MONTGOMERY, Ala. (AP) — After months of low vaccine demand, Alabama is seeing an uptick in the number of people getting inoculated against COVID-19 as the state experiences a surge of cases and a sharp rise in hospitalizations.
Beginning on July 22, the number of daily vaccinations rose to more than 10,000 on most days for the first time since May. The state delivered 16,639 doses on July 30, compared to 7,144 on June 30.
“Some people are getting the message,” Dr. Jeremy Rogers, an emergency room physician and director of clinical services at Grandview Medical Center, told reporters Wednesday. “We need a lot more people to get the message to get vaccinated to prevent the continued spread of COVID-19.”
Health officials have expressed concern about the recent spike in cases, fueled by the rapidly spreading delta variant and the state’s low vaccination rate.

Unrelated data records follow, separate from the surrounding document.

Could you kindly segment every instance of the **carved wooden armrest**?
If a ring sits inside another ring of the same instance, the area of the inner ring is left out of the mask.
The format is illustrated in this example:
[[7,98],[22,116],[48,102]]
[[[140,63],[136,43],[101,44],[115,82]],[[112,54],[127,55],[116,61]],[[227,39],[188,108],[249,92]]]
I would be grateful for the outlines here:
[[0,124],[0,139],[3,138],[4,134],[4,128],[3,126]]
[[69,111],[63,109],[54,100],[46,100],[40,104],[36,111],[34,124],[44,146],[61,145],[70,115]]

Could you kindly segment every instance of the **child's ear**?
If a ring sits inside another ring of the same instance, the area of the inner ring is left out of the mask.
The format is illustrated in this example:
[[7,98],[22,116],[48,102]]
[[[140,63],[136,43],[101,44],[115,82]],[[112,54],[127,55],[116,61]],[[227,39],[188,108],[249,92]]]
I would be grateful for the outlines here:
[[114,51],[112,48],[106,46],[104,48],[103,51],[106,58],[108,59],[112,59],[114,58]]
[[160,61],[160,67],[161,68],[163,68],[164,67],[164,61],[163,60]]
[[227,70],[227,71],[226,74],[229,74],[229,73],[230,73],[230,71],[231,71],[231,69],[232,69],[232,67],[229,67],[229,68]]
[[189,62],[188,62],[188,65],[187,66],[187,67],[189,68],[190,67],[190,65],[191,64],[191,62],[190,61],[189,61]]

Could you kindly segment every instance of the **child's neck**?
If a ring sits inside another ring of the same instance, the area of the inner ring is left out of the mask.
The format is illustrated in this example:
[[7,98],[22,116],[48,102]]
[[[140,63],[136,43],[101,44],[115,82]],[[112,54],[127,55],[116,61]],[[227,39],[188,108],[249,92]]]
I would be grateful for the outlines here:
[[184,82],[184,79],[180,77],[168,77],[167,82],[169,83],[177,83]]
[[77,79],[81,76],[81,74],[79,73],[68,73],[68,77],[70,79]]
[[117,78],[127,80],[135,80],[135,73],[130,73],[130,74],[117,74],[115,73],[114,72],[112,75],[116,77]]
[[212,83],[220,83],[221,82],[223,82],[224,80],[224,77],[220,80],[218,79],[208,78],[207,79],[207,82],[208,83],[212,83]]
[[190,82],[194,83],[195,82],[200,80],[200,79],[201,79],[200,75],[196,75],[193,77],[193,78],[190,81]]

The number of COVID-19 patients in the state’s hospitals jumped from 213 on July 4 to 1,848 Thursday, according to the Alabama Department of Public Health.
“The most important thing we can do right now is to get vaccinated as soon as possible,” Dr. Mark Wilson, health officer for the Jefferson County Department of Health, said Wednesday.
The current hospitalization numbers are far lower than the 3,000 recorded at the peak of the pandemic in January. Health officials have expressed concern about the steep upward trend, however.
Heather Lindsey, who got the shot Wednesday along with her husband and son, told al.com that she had been hesitant because the vaccine has yet to get full approval from the U.S. Food and Drug Administration. But her daughter, a nurse at Thomas Hospital, persuaded her to do it.
School superintendents in Alabama’s Black Belt region on Thursday encouraged all eligible students to get vaccinated.
“It is critical to have safe face-to-face instruction this school year,” Greene County Superintendent Dr. Corey Jones said in a statement. The more students and teachers get vaccinated, the better the schools will be protected, Jones said.